Le grand pas en avant du futsal canadien

Pour quiconque suit le football local, il fallait être enfermé dans une grotte pour ne pas savoir que l’équipe nationale canadienne disputait il y a quelques jours le championnat de futsal de la CONCACAF, donnant accès à la Coupe du Monde.

Les rouges se sont d’abord défaits des États-Unis dans une série éliminatoire de deux matchs (4-4, 5-3) pour être versés dans le groupe de l’hôte costaricain, de Curaçao et de Cuba. Après une courte défaite face au Costa Rica (3-2), le Canada l’a emporté 7-4 contre Curaçao. Malheureusement, les rouges sont tombés 7-4 aux mains des Cubains alors qu’un match nul était synonyme de passage au prochain tour et de qualification pour la Coupe du Monde.

Nous nous sommes entretenus avec Kyt Selaidopoulos, entraîneur-chef de l’équipe nationale de futsal.

CS : Pouvez-vous nous parler de la sélection et de la préparation de l’équipe nationale? Êtes-vous satisfait de la façon dont le processus s’est déroulé?
Kyt Selaidopoulos : Nous avons commencé le 18 mars avec une sélection de 30 joueurs. Dès le premier jour, nous avons imposé des normes élevées d’excellence, pour que les joueurs comprennent bien l’importance du programme pour le Canada. À la lumière de ce premier week-end, j’ai été très satisfait de la réaction des joueurs et des dirigeants de partout au pays.

CS : Le tournoi a-t-il été plus dur que vous ne l’anticipiez?
KS : Le tournoi a été dur mentalement et physiquement. Nous avons dépensé beaucoup d’énergie contre les États-Unis et le match contre le Costa Rica a été très dur. Nous avons joué trois gros matchs en quatre soirs, et ça nous a rattrapés contre Cuba.

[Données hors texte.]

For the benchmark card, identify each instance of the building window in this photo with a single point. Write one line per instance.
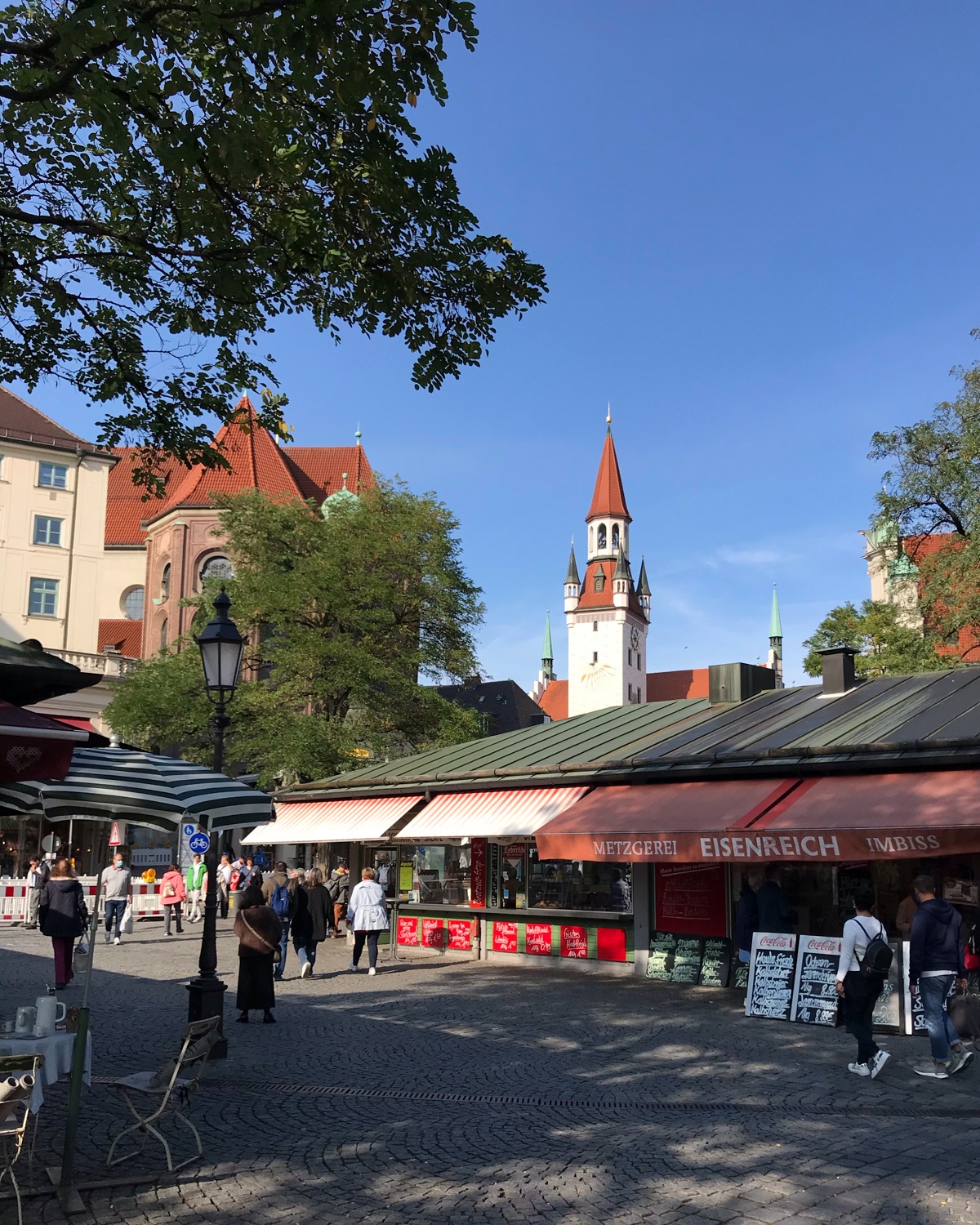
(578, 884)
(47, 531)
(53, 475)
(43, 599)
(217, 568)
(132, 603)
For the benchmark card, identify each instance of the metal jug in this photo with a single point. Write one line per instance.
(47, 1014)
(26, 1018)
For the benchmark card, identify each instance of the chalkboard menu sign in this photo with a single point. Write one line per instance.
(715, 963)
(771, 975)
(813, 992)
(889, 1009)
(661, 960)
(686, 960)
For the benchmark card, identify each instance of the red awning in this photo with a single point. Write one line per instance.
(662, 821)
(33, 746)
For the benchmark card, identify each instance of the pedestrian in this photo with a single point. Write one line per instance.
(311, 920)
(117, 889)
(774, 913)
(936, 962)
(259, 933)
(37, 877)
(279, 892)
(196, 884)
(367, 916)
(338, 887)
(64, 918)
(225, 884)
(173, 894)
(859, 987)
(746, 915)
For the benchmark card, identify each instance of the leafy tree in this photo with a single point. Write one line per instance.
(933, 489)
(886, 646)
(176, 174)
(343, 615)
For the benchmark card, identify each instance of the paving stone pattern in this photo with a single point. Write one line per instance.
(439, 1093)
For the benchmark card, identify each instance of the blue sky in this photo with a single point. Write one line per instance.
(759, 222)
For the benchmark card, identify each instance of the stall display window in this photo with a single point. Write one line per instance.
(440, 874)
(580, 884)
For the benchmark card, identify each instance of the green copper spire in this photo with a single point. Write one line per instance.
(776, 624)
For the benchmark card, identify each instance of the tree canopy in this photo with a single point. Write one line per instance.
(345, 617)
(933, 490)
(176, 174)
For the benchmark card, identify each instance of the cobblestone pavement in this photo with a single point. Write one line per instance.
(453, 1092)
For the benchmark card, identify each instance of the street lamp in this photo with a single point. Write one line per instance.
(222, 648)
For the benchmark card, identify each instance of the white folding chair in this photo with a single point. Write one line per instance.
(14, 1129)
(167, 1092)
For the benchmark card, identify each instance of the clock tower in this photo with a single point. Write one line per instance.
(608, 617)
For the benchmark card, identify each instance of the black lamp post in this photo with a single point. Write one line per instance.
(222, 648)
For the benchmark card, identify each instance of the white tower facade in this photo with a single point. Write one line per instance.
(607, 615)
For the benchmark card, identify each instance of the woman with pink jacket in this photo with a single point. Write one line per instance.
(173, 893)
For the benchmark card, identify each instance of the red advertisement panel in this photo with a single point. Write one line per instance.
(610, 943)
(691, 899)
(505, 938)
(433, 933)
(478, 874)
(575, 942)
(538, 938)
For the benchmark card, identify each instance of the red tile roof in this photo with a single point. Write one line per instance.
(555, 700)
(125, 636)
(27, 424)
(608, 497)
(125, 507)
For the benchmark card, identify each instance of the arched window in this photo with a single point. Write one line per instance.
(217, 568)
(132, 604)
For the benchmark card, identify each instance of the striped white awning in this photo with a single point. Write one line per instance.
(332, 821)
(492, 813)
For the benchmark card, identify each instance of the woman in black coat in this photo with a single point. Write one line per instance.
(311, 921)
(63, 915)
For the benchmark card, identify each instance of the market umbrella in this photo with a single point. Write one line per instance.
(146, 789)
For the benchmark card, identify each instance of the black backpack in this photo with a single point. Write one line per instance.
(877, 958)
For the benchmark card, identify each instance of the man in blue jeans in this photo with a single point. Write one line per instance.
(935, 964)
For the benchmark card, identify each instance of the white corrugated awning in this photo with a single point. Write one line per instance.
(492, 813)
(332, 820)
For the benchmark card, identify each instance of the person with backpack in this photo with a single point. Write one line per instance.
(279, 893)
(338, 887)
(865, 960)
(936, 963)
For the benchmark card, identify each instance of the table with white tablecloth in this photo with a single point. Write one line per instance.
(56, 1051)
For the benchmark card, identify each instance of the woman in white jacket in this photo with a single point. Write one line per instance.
(367, 916)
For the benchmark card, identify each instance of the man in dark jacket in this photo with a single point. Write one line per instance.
(774, 913)
(936, 962)
(279, 891)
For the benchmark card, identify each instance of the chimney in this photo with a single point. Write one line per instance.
(838, 670)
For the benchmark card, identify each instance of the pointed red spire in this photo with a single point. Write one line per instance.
(608, 497)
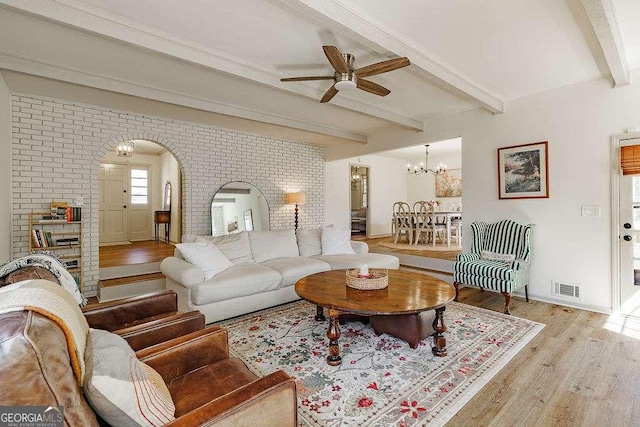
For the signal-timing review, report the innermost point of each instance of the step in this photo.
(128, 270)
(124, 287)
(433, 264)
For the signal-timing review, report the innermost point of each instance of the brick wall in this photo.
(58, 146)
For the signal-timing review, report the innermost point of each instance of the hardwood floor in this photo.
(135, 253)
(573, 373)
(374, 246)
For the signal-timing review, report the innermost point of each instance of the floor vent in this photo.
(567, 290)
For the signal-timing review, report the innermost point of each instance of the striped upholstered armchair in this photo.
(499, 259)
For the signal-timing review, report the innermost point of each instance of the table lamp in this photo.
(297, 198)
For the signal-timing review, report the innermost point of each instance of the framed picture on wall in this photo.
(523, 171)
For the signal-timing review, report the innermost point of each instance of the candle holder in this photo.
(378, 279)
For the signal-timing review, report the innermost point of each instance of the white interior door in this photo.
(113, 202)
(139, 209)
(629, 242)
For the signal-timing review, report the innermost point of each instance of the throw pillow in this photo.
(336, 241)
(207, 256)
(494, 256)
(118, 386)
(268, 245)
(309, 241)
(234, 246)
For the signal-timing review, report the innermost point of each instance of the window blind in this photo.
(630, 159)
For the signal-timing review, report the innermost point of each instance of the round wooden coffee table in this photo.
(407, 293)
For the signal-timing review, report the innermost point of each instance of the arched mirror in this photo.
(238, 206)
(167, 197)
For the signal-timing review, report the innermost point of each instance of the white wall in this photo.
(388, 184)
(58, 145)
(5, 172)
(578, 122)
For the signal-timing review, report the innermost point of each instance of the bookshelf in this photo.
(61, 237)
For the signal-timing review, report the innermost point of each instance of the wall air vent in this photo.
(567, 290)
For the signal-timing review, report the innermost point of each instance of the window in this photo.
(139, 186)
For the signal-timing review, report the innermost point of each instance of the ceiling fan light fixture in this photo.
(345, 85)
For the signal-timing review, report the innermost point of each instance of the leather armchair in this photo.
(208, 387)
(144, 320)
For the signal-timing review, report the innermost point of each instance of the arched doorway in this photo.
(131, 188)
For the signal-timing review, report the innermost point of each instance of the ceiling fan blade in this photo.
(300, 79)
(335, 58)
(382, 67)
(372, 87)
(329, 94)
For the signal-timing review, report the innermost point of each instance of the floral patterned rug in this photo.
(381, 380)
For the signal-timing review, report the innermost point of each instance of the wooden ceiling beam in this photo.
(347, 21)
(603, 17)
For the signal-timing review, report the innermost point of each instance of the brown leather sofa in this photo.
(144, 320)
(207, 386)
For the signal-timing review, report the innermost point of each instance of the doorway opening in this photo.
(360, 194)
(626, 226)
(132, 190)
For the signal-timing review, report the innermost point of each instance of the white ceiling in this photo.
(440, 148)
(227, 57)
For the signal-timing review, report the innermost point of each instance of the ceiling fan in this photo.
(346, 77)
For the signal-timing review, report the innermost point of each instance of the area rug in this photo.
(381, 380)
(420, 246)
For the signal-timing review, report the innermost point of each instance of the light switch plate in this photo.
(591, 210)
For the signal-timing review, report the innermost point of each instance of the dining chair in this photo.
(424, 218)
(402, 221)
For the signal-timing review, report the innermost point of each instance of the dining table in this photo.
(448, 216)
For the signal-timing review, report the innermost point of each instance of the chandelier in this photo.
(424, 167)
(355, 174)
(125, 149)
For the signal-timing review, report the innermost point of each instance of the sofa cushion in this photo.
(206, 256)
(30, 272)
(267, 245)
(309, 241)
(234, 246)
(295, 268)
(340, 262)
(238, 281)
(336, 241)
(495, 256)
(118, 386)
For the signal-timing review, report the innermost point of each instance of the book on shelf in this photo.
(74, 213)
(41, 239)
(67, 241)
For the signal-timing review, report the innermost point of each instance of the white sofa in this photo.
(265, 266)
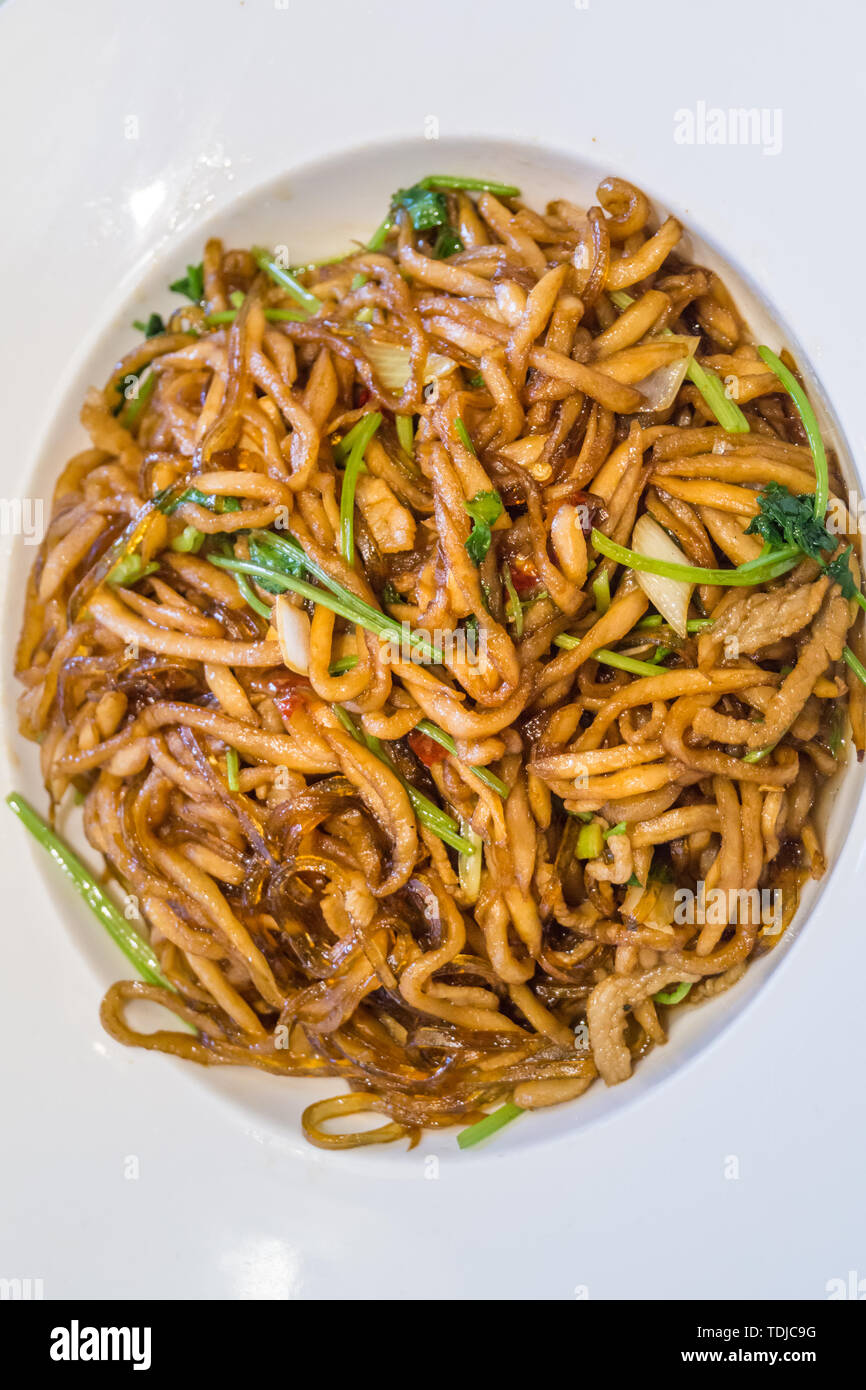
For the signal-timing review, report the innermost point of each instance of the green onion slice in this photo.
(489, 1125)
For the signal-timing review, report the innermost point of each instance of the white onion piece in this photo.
(391, 363)
(293, 634)
(670, 597)
(469, 866)
(660, 388)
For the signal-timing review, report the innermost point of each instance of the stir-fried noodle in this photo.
(360, 634)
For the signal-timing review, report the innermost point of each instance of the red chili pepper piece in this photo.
(426, 748)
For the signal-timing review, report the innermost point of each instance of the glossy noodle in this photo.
(341, 637)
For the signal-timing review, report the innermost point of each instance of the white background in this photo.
(225, 96)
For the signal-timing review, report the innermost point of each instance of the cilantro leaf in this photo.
(426, 207)
(192, 284)
(840, 573)
(788, 519)
(484, 509)
(427, 210)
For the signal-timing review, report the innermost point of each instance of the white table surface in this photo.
(225, 95)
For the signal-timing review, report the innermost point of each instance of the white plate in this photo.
(296, 213)
(317, 210)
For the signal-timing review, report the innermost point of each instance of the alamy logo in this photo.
(77, 1343)
(730, 125)
(719, 906)
(21, 1290)
(22, 516)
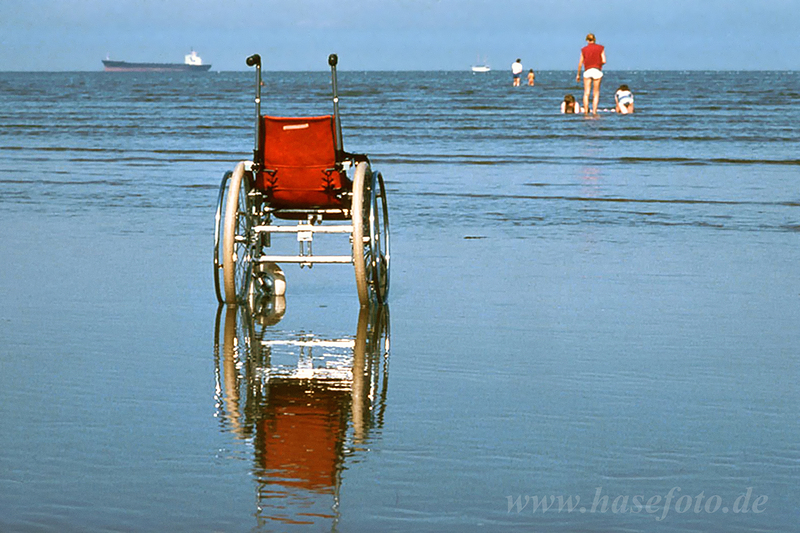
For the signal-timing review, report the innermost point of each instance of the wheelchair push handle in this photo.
(255, 61)
(333, 60)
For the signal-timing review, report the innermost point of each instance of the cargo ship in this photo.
(191, 63)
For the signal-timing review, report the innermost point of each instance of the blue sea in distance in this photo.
(594, 321)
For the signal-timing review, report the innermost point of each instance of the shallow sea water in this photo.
(598, 308)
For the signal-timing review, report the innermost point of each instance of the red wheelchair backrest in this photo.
(299, 162)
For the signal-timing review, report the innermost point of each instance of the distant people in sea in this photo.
(516, 71)
(593, 57)
(569, 105)
(624, 99)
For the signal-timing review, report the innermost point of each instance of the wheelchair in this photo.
(301, 181)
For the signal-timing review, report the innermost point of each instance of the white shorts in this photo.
(593, 74)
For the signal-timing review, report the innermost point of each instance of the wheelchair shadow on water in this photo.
(304, 403)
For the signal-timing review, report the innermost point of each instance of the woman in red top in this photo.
(593, 57)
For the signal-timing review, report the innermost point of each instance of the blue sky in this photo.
(46, 35)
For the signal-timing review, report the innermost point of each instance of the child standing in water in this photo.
(569, 105)
(624, 99)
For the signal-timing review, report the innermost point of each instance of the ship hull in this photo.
(124, 66)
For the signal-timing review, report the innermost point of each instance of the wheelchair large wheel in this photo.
(370, 236)
(236, 239)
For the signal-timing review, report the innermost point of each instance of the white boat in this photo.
(481, 67)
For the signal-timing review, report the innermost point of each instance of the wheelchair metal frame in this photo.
(245, 223)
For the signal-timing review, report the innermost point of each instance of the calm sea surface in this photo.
(594, 326)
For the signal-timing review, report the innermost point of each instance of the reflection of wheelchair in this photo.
(304, 403)
(300, 172)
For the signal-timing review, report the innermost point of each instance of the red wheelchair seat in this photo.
(300, 169)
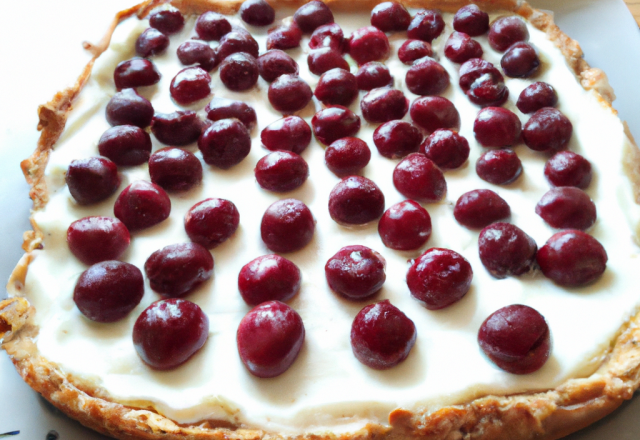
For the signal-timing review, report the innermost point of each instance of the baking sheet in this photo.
(42, 53)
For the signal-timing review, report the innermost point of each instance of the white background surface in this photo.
(41, 53)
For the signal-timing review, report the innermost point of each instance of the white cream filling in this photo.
(327, 388)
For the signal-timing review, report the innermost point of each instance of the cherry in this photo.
(96, 239)
(257, 13)
(312, 15)
(390, 17)
(337, 87)
(384, 104)
(136, 72)
(268, 278)
(479, 208)
(175, 169)
(151, 42)
(439, 278)
(108, 291)
(460, 48)
(274, 63)
(169, 332)
(211, 222)
(225, 143)
(396, 139)
(212, 26)
(507, 30)
(92, 180)
(382, 336)
(269, 338)
(497, 127)
(178, 128)
(547, 130)
(405, 226)
(355, 200)
(505, 249)
(287, 226)
(412, 50)
(291, 134)
(537, 96)
(333, 123)
(281, 171)
(239, 71)
(355, 272)
(418, 178)
(446, 148)
(572, 258)
(289, 93)
(426, 25)
(434, 112)
(223, 108)
(516, 338)
(471, 20)
(372, 75)
(126, 107)
(567, 168)
(125, 145)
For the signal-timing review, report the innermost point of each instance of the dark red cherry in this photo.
(225, 143)
(479, 208)
(497, 127)
(572, 259)
(211, 222)
(125, 145)
(108, 291)
(537, 96)
(287, 226)
(136, 72)
(396, 139)
(471, 20)
(333, 123)
(439, 278)
(96, 239)
(419, 178)
(151, 42)
(382, 336)
(434, 112)
(347, 156)
(384, 104)
(312, 15)
(126, 107)
(405, 226)
(175, 169)
(178, 128)
(460, 48)
(269, 338)
(516, 338)
(274, 63)
(505, 249)
(169, 332)
(212, 26)
(507, 30)
(446, 148)
(355, 200)
(268, 278)
(337, 87)
(92, 180)
(567, 168)
(289, 93)
(291, 134)
(547, 130)
(373, 75)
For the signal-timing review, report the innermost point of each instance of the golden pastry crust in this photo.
(546, 415)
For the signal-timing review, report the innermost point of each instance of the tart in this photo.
(485, 414)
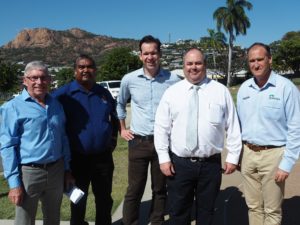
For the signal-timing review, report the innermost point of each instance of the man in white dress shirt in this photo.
(197, 171)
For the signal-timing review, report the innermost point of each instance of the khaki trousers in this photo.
(263, 195)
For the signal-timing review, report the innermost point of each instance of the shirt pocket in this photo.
(216, 113)
(272, 110)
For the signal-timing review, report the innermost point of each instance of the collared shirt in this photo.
(30, 133)
(145, 93)
(217, 115)
(91, 117)
(271, 116)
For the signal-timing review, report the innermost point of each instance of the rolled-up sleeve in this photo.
(123, 97)
(9, 144)
(162, 130)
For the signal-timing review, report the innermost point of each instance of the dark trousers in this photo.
(141, 153)
(97, 170)
(199, 180)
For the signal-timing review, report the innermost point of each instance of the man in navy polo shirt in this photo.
(92, 128)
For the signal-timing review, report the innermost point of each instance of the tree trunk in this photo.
(230, 47)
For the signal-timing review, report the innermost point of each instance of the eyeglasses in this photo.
(81, 67)
(35, 78)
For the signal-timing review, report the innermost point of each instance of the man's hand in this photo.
(69, 180)
(281, 175)
(229, 168)
(167, 169)
(127, 134)
(16, 195)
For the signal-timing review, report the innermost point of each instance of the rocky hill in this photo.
(59, 48)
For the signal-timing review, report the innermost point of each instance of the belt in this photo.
(144, 138)
(200, 159)
(41, 166)
(257, 148)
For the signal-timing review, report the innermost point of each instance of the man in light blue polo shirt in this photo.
(269, 111)
(35, 148)
(145, 87)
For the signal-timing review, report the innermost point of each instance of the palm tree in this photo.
(232, 18)
(215, 41)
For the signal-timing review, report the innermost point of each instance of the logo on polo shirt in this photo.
(272, 97)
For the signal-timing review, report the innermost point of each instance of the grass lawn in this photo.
(119, 187)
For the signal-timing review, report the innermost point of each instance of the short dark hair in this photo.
(150, 39)
(266, 47)
(83, 56)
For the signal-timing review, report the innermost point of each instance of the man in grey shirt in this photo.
(145, 87)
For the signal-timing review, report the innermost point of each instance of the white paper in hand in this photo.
(75, 194)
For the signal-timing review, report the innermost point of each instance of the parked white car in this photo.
(113, 86)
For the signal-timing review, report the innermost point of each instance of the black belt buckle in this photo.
(197, 159)
(144, 138)
(41, 166)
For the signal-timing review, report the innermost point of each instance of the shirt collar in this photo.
(202, 84)
(26, 96)
(75, 86)
(142, 74)
(271, 82)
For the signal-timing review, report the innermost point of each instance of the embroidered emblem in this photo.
(272, 97)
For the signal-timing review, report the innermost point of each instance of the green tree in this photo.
(234, 21)
(286, 53)
(118, 62)
(215, 42)
(10, 77)
(63, 77)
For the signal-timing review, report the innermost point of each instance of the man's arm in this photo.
(125, 133)
(233, 139)
(292, 148)
(9, 141)
(123, 97)
(162, 130)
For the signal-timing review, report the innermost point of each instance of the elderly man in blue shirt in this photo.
(35, 149)
(145, 87)
(268, 107)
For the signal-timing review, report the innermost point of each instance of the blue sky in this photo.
(178, 19)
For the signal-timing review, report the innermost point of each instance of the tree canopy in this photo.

CS : Quelle a été la plus grande leçon apprise durant ce tournoi?
KS : Il faut que nos joueurs puissent jouer de gros matchs chaque week-end. Nos joueurs ne jouent pas suffisamment de matchs de haut niveau. Dans un avenir rapproché, il nous faudra changer ça pour mieux performer en 2020.

CS : Selon vous, que réserve l’avenir à l’équipe nationale et au futsal au Canada?
KS : Le futur s’annonce prometteur de bien des façons. Au cours des douze derniers jours, nous avons pu voir que le futsal était bien vivant au Canada. Les gens en parlent. C’était un de nos objectifs. Maintenant, nous devons faire en sorte que ça continue et il faut commencer à développer le sport à partir du programme actuel – des ligues, des séminaires pour les entraîneurs, etc. Avec l’aide des provinces et des territoires, le Canada deviendra une puissance mondiale.

Sans aucun doute, les résultats encourageants obtenus par les hommes de Kyt Selaidopoulos auront permis d’allumer la flamme du futsal d’un océan à l’autre. Il faut espérer que l’élan acquis permettra de réaliser des choses concrètes rapidement, dans l’ensemble du pays, pour soutenir le programme et développer le sport à tous les niveaux.